Isso pode ser um monte de clichê, mas há dois pontos a favor de usar essa sequencia. A primeira, e mais óbvia, é que ela é infinitamente mais interessante que a anterior. E a segunda é que isso retrata a vida da maioria dos estudantes. E isso é o mais importante de uma história, retratar a vida como ela é, como diria Nelson Rodrigues. Com isso os leitores se identificam com os personagens e esse é o segredo para que eles amem sua história.

Claro, essa foi uma opção humorística. Você pode trocar por conflitos dramáticos, de ação, qualquer coisa de acordo com o gênero da história.

Novamente, se você realmente quer páginas de apresentação, você precisa definir bem o primeiro grande conflito, ou a primeira virada de ato, que é o que vai acabar com a vida normal do protagonista e inseri-lo na aventura. De preferencia, essa virada deve acontecer ainda no primeiro capítulo, com tempo de mostrar as consequencias dela.

Ex: Depois pegar suspensão do colégio, os dois amigos saem e decidem não levar a carta do diretor a seus pais. Vão até o fliperama (é, na minha época de estudante isso ainda existia, me deixe ser saudosista) e gastam todo o dinheiro do lanche em fichas sem saber que estão sendo observados por uma figura que aparece nas sombras. Após perderem a última ficha, o protagonista se revolta, deixando somar toda a sua fúria de um dia inteiro de fracasso e destroi a máquina de fliper com tanta raiva que assusta a todos. A sombra que o observava se manifesta a todos e entra na cabeça do protagonista, transformando-o no terrível Fúria. Furioso, ele sai destruindo tudo, mas quando sua amiga lhe implora para parar e o abraça, ele se tranquiliza e volta ao normal.

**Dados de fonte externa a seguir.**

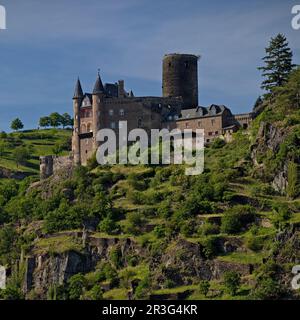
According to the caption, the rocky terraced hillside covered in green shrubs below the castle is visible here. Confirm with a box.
[0,71,300,299]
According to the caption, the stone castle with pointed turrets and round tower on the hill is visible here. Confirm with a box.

Percebem como usei todas as cenas anteriores da apresentação de personagem para culminar todos os problemas do dia-a-dia dele em um momento crucial que mudou sua vida para sempre? Isso é ótimo para o leitor, pois é uma recompensa pelas páginas de introdução. Notem também como antecipei o ponto de virada mostrando a sombra seguindo o protagonista. Ainda que houvesse mais uma ou duas cenas de blablabla, o leitor já podia perceber que havia algo errado, algo estava prestes a acontecer, isso faz crescer a expectativa.

Também incluí uma consequencia para a virada. Ele sai quebrando tudo e sua amiga, por quem ele é secretamente apaixonado, o faz voltar ao normal. Isso não é o fim da história, é o fim do ato. O Fulano ainda tem o Fúria dentro de sua mente, e ele irá retornar. É uma boa forma de terminar o primeiro capítulo.

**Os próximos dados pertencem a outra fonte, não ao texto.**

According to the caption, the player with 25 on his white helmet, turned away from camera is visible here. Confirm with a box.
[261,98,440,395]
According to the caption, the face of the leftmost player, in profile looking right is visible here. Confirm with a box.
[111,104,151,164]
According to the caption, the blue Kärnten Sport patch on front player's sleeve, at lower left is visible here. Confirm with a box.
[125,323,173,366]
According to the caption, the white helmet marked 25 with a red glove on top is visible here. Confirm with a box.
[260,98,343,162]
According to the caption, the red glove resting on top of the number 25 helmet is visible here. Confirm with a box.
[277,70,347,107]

Há outras opções menos convencionais. Você pode colocar a virada bem mais cedo. Nesse caso, a própria virada pode ser usada para quebrar a calmaria e falta de conflitos: Fulano acorda na hora de ir à escola. Ele é um nerd e a perfeição faz parte de sua vida. Se arruma, toma o café da manhã, se despede dos pais e ao sair pela porta descobre que sua casa está flutuando no vácuo do espaço sideral.

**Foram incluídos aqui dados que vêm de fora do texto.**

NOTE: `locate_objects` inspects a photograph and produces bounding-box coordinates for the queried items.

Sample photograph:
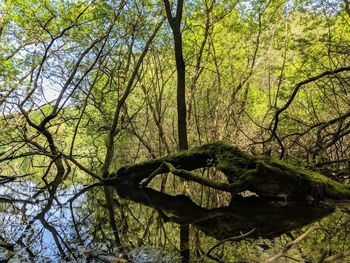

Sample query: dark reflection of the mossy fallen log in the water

[116,187,334,240]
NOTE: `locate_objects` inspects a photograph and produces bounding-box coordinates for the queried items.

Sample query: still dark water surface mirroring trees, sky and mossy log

[0,182,350,262]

Nesse exemplo, eu coloquei um início de dia totalmente normal, sem conflitos e sem dilemas, mas calculei o tempo que essa cena gasta até que o ponto de virada quebre totalmente o clima de normalidade tediosa com uma grande surpresa para o protagonista – e para o leitor também. Esse tipo de início de história é bem funcional e empolgante, mas é difícil de ser construída, exatamente por precisar desse calculo de timming – qualquer exagero estraga a cena e se for rápido demais tira o impacto da virada – e de uma virada realmente surpreendente para compensar o tédio anterior.

Existem ainda outras técnicas. Uma delas é colocar o conflito logo no início e levar o protagonista até ele no final do primeiro ato. Ou ainda colocar o conflito e o ponto de virada no início e apresentar os personagens já dentro dessa nova realidade. Isso é empolgante e enche a história de mistérios. Outras ainda menos convencionais são utilizadas por grandes mestres e é preciso habilidade. Leia suas HQs favoritas, assista filmes e seriados (episodios de series são ótimos estudos para composição de cenas e atos) e descubra quais são as formas que os autores utilizam para criar uma cena inicial de apresentação e como eles inserem a primeira virada de ato. Você vai se surpreender com as opções disponíveis.

E lembre-se: um bom início pode fazer toda a diferença para sua história e para os leitores.